Evet sevgili bayanlar ve baylar, bugünkü yazımızın konusu da tam olarak başlıktaki şey. Bilgi yaymaya çalıştığım platformlarda en sık aldığım soru. Bunu soranın hangi yol veya inançta olduğuna göre çok çeşitli formlarda gelebilecek, ama esansı aynı olan bir soru. Bir Müslüman’dan “E siz Allah’a kötü diyorsunuz da kötülüğün sembolü olan Şeytan’a tapmıyor musunuz?” gelebilirken bir Ateist “E tamam biliyoruz, Allah/YHWH/”Demiurge/Jehova” kötü ama yüzyıllardır ölümü, karanlığı, yalanı ve karmaşayı temsil eden Şeytan‘a tapmak ne kadar mantıklı peki?” diyebiliyor, ve hatta kendine büyücü diyen birkaç kişiyle de konuştuktan sonra ya “Ya aslında Şeytan çok havalı ama ben birinin boyunduruğuna giremem dostum…” ya da “Olmaz, Şeytan “Üstün Yaratıcı”ya başkaldırmış bir asidir, onu kabul edemem!” derler. Bu argümanların her birine ayrı ayrı cevap verebilirim, ama bu soru veya karşılıkları ortaya atanlar hep aynı iki yanlış anlayış içinde aynı soruyu sorarlar:
“Kötülüğün sembolü olan Şeytan’a tapmak neden?”

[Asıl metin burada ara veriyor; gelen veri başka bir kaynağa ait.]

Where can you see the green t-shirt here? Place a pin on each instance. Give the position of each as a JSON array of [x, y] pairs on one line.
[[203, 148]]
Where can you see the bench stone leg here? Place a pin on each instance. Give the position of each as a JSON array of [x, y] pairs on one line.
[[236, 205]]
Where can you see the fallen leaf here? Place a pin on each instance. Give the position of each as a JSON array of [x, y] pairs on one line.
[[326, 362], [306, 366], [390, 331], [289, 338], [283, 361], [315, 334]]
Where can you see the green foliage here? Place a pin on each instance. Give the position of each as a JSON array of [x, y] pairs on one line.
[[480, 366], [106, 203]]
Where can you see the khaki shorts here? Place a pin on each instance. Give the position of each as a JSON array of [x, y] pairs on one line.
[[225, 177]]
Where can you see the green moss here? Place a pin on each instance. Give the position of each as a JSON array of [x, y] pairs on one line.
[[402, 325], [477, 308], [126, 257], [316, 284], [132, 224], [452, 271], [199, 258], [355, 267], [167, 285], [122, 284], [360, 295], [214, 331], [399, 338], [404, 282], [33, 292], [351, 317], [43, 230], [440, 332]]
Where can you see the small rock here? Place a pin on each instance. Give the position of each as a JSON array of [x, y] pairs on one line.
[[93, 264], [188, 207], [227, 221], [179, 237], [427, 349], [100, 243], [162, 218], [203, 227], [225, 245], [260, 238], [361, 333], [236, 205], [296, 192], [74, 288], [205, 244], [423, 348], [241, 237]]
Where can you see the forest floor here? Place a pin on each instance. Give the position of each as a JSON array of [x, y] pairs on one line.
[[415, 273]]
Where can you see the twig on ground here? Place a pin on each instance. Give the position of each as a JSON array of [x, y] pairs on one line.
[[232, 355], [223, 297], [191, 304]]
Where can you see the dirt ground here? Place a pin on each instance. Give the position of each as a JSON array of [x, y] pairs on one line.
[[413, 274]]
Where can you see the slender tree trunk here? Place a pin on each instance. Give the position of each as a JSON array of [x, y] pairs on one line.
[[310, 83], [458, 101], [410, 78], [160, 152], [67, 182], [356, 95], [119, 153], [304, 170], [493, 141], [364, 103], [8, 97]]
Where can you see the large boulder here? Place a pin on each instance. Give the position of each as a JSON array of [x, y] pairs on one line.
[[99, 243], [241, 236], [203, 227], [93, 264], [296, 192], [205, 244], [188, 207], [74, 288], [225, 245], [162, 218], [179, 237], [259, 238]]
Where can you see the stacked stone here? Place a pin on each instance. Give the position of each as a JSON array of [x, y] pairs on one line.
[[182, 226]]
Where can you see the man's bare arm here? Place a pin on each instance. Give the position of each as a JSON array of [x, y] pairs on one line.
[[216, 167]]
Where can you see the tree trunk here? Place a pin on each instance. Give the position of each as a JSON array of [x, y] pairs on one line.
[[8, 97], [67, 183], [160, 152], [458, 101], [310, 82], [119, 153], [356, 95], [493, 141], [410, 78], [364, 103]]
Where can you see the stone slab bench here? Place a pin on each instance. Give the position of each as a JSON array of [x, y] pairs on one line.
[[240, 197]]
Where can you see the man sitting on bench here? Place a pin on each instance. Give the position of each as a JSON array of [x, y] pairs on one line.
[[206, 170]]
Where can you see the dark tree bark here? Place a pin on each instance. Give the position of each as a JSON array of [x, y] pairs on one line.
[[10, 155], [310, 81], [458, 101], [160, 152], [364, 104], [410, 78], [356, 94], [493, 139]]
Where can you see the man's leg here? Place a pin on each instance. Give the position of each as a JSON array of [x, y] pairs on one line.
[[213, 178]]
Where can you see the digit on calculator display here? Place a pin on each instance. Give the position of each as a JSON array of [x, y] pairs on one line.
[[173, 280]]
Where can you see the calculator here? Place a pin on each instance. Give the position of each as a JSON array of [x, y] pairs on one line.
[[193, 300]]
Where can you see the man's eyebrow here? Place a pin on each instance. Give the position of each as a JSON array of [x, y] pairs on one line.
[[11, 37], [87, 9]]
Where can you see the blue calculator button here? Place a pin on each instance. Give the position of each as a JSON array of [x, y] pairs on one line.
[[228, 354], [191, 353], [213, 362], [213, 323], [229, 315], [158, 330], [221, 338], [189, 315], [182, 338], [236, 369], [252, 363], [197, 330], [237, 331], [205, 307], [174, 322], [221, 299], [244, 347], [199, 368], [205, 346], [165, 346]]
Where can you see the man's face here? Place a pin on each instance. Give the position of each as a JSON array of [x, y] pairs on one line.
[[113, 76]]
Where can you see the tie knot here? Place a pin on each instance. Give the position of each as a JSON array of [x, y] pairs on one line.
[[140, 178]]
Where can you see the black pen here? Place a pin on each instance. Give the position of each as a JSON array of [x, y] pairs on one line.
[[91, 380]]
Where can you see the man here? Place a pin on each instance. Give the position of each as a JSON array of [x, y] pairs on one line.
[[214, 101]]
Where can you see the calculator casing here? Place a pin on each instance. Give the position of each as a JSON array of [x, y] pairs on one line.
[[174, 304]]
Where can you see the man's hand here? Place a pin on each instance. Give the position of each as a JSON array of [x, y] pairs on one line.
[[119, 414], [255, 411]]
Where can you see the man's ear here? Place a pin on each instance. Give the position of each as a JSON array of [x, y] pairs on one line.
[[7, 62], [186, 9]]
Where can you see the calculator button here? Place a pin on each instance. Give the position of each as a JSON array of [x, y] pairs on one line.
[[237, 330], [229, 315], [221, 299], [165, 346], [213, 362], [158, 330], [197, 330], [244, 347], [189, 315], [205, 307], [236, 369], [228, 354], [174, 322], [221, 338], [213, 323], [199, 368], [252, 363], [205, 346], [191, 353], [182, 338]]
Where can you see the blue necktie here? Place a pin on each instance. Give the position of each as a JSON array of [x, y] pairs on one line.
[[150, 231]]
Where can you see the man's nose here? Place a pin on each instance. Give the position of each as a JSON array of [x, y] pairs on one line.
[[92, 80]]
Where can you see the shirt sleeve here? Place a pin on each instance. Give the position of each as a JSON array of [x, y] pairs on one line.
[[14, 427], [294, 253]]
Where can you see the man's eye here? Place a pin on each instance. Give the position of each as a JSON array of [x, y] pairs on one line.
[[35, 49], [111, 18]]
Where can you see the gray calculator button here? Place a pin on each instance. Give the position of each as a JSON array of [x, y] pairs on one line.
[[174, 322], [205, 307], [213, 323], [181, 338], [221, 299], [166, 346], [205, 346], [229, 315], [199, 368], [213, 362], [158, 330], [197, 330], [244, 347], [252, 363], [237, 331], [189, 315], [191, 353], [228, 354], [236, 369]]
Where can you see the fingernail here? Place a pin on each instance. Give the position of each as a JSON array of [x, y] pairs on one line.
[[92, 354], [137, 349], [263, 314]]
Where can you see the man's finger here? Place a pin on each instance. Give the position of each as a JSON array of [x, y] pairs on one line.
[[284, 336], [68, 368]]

Bu yazımda bunun üzerinden geçeceğim. Spiritüel Satanizm 101 yazımda da yıktığım tabuların bir kısmına geri döneceğiz. Birincisi Şeytan’a tapmak. O yazımda da bahsettiğim üzere Şeytan ve Şeytan‘ın diğer tüm Demon’ları (yani gerçek Tanrılarımız) herhangi bir şekilde tapınılmayı kesin bir dille yasaklamıştır. Günümüz anlamıyla tapınmak gücü kişinin kendisinden alıp öteye, beriye teslim etmeyi amaçlayan bir olgudur ve aslında kökenleri hiç de öyle eski değildir. Evet, biliyorum, şu anda okuyucu kalkıp “E Aztek’ler Güneş’e tapıyordu, ne iş bu Seytın’s Pikak?” diyebilir. Burada da tapınmanın aslına gireceğiz. Güneş’e “tapmak” ile hangi isimle geçerse geçsin YHWH’e/Elohim’e/Allah’a tapınmak arasında çok büyük farklar vardır. İki ana fark şöyledir. Güneş, YHWH’in aksine kişinin zayıf, aptal bir köle olmasını istemiyor. Güneş hiçbir şey istemiyor, çünkü sonuçta Güneş bilinçsiz. Ve de o zamanlardaki tapınma olgusuyla şimdiki tapınma olgusu çok farklıydı.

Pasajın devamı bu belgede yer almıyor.